Given an Excel spreadsheet containing one or more sheets with data, the ExternalTableGenerator utility generates flat datafiles and a DDL script that users can run to view the data as an external table. This project can also help clarify external table concepts for those who are new to the feature.

The article includes the source code for the ExternalTableGenerator, which can be used as a standalone application or as a basis for a more sophisticated and robust solution, and a sample spreadsheet for testing the process.

Jakarta POI

Jakarta POI FileSystem APIs implement the OLE 2 Compound Document format in pure Java, and HSSF APIs allow for the reading and writing of Excel files using Java POI is included in the sample code file and is referenced in the Java CLASSPATH when you are running the ExternalTableGenerator.

The ExternalTableGenerator The ExternalTableGenerator uses three classes that utilize the POI APIs to process a spreadsheet.

  • ExternalTable.java -This class represents the external table. An ExternalTable object has a name, references a directory and files on the file system, and has a list of columns with appropriate column types. The class also has attributes that describe the badfile name, logfile name, directory location, and constants for the various filename extensions. The class is populated with these attribute values and is then used to generate the DDL for an external table that corresponds to the structure of a given sheet of a spreadsheet.

    The constructor takes a parameter that is used to derive the table name (all spaces in the name are replaced with underscores. The ExternalTableGenerator class uses the name of a particular sheet for setting the name attribute in this class. This name is used for the table name as well as the badfile and the logfile. When all the columns and other attributes of the ExternalTable class have been populated (based on the first two rows in the spreadsheet), a call can be made to getDdl() , which returns the DDL for creating the external table. The structure of this DDL is described in the "DDL Script" section of this article.

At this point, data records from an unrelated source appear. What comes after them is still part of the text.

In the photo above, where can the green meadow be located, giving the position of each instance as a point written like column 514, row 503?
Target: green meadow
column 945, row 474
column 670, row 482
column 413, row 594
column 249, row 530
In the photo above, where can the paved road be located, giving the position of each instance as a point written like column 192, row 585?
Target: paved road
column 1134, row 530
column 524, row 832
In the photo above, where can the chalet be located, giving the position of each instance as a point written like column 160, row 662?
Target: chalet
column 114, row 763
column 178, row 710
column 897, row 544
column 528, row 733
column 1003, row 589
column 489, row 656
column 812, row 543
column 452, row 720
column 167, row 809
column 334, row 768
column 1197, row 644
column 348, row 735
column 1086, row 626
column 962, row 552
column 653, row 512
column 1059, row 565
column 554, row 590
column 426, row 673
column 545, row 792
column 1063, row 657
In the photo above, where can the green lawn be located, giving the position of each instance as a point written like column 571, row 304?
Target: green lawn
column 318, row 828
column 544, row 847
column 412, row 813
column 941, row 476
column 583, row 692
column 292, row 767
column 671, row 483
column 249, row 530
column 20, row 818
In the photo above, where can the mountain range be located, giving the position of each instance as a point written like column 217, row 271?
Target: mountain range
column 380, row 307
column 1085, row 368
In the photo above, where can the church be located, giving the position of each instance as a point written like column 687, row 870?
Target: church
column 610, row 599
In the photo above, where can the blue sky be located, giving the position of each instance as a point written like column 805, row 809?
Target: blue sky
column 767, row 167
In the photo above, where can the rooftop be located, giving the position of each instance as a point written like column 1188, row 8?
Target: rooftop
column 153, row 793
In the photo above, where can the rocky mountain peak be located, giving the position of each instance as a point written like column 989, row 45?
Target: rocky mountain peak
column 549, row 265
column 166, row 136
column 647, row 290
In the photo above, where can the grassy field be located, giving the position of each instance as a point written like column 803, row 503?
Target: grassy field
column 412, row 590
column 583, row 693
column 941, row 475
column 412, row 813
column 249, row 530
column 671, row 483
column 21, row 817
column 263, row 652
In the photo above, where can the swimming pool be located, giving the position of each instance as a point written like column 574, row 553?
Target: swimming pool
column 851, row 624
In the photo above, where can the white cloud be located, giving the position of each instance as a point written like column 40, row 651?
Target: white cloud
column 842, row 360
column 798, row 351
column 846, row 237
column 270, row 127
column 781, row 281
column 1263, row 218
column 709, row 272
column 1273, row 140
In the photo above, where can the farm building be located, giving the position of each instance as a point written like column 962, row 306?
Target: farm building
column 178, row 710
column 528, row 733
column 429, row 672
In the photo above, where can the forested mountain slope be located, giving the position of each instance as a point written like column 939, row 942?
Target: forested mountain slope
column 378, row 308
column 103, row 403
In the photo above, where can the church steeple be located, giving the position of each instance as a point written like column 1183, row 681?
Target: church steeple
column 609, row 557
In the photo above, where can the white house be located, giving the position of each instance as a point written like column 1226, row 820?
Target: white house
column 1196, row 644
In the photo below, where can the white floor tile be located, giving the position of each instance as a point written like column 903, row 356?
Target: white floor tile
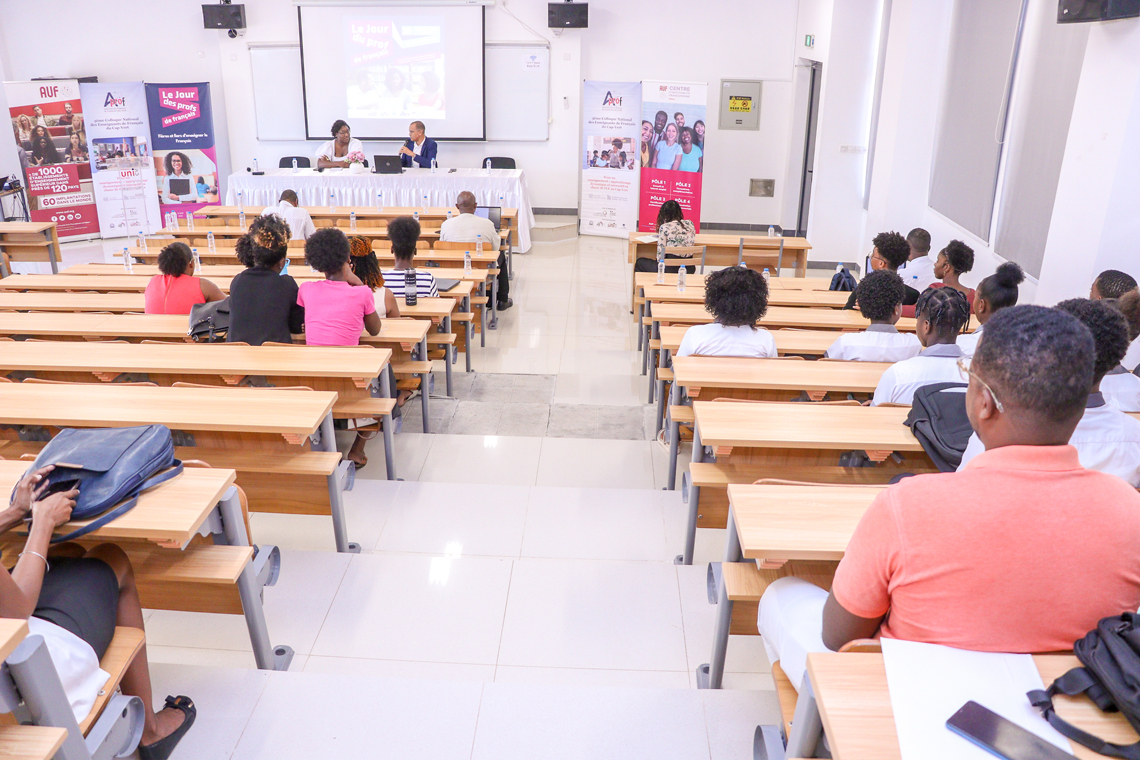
column 417, row 607
column 612, row 615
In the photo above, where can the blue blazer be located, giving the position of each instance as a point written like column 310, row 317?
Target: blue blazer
column 426, row 153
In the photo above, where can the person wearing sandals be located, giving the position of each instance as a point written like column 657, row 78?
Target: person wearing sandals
column 74, row 597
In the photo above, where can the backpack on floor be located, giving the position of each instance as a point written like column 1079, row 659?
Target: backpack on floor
column 1110, row 677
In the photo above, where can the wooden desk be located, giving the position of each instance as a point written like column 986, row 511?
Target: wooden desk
column 29, row 242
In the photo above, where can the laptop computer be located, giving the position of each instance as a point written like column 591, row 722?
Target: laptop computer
column 494, row 213
column 387, row 165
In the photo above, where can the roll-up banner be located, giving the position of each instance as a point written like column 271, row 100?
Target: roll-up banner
column 47, row 119
column 119, row 142
column 609, row 161
column 185, row 158
column 672, row 149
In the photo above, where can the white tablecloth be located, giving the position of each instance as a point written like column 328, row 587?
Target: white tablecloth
column 502, row 187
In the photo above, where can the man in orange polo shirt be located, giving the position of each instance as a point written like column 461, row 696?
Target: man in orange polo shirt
column 1023, row 550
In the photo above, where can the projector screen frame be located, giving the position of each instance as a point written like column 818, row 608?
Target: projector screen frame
column 482, row 64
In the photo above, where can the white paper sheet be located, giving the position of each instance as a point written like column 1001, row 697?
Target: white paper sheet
column 929, row 683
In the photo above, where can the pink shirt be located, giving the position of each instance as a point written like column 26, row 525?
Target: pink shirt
column 334, row 311
column 1023, row 550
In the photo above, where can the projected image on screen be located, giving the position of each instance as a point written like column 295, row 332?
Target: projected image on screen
column 395, row 67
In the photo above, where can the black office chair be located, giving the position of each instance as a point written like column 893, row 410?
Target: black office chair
column 498, row 162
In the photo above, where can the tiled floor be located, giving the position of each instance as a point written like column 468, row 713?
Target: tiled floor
column 515, row 596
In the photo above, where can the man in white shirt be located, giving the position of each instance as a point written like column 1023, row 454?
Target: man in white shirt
column 300, row 222
column 469, row 228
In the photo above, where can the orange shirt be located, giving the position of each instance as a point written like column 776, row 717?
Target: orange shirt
column 1023, row 550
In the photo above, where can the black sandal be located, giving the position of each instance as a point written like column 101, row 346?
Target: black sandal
column 164, row 748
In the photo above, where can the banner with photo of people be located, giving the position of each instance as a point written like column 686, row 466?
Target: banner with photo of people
column 610, row 164
column 119, row 142
column 47, row 120
column 672, row 149
column 185, row 158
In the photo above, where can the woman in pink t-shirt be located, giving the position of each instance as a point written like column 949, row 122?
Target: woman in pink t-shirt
column 338, row 308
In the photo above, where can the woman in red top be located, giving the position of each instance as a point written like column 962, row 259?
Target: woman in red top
column 176, row 288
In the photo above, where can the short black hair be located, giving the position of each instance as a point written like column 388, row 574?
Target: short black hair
column 879, row 293
column 404, row 233
column 1039, row 359
column 1000, row 288
column 266, row 244
column 919, row 239
column 945, row 309
column 327, row 250
column 1108, row 327
column 1113, row 284
column 893, row 247
column 174, row 259
column 737, row 296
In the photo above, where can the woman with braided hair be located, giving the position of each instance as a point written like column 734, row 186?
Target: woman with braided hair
column 942, row 313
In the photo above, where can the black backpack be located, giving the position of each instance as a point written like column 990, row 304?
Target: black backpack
column 939, row 423
column 1110, row 676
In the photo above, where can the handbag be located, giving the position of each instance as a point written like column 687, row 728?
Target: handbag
column 108, row 466
column 210, row 321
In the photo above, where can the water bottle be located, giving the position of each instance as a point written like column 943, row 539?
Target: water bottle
column 409, row 287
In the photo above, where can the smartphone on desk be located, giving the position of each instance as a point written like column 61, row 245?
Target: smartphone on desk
column 1000, row 736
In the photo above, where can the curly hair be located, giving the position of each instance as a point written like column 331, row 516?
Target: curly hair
column 404, row 233
column 1039, row 359
column 893, row 247
column 327, row 251
column 945, row 310
column 174, row 259
column 1113, row 284
column 364, row 262
column 1109, row 332
column 878, row 294
column 959, row 255
column 266, row 244
column 737, row 296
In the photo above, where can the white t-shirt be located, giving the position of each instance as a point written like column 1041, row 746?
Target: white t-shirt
column 300, row 222
column 1106, row 440
column 716, row 340
column 877, row 343
column 937, row 364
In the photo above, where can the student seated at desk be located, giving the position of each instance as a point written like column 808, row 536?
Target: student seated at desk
column 942, row 315
column 999, row 291
column 737, row 297
column 1024, row 550
column 879, row 296
column 176, row 288
column 1106, row 439
column 74, row 597
column 262, row 299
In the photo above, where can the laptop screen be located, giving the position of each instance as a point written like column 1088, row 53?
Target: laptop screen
column 494, row 213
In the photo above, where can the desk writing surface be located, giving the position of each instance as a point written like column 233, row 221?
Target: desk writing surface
column 778, row 374
column 220, row 409
column 804, row 426
column 169, row 513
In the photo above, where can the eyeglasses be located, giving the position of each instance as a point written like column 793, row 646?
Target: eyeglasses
column 966, row 370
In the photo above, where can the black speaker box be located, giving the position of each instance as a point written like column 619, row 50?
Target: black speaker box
column 568, row 15
column 1072, row 11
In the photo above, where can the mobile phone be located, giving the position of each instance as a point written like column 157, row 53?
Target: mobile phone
column 1000, row 736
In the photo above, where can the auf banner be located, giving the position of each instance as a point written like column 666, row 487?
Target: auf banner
column 47, row 120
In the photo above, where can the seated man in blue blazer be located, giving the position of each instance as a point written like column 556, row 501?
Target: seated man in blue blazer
column 417, row 150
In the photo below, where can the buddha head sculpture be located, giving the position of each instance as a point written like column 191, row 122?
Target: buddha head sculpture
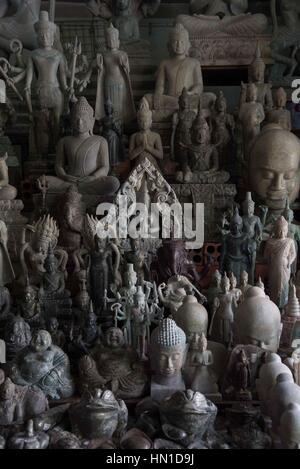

  • ExternalTableColumn.java -This class represents a single column of an external table. Its attributes include the name of the column and its type. For the purposes of the current application, the type is limited to VARCHAR2 or NUMBER, and you use the constants POI provides for these types. The VARCHAR2 length is determined by the values of the second row in a sheet. When called by the ExternalTableGenerator class, column names are determined by the first row in a sheet. This class replaces any spaces in column names with underscores to ensure valid DDL.
  • ExternalTableGenerator.java -This is the class that does the actual work. It reads a spreadsheet passed to it as an argument. For every sheet in the spreadsheet, it generates a comma-separated-value file (.csv extension) in the current directory. It also creates the DDL for creating a directory and the external tables.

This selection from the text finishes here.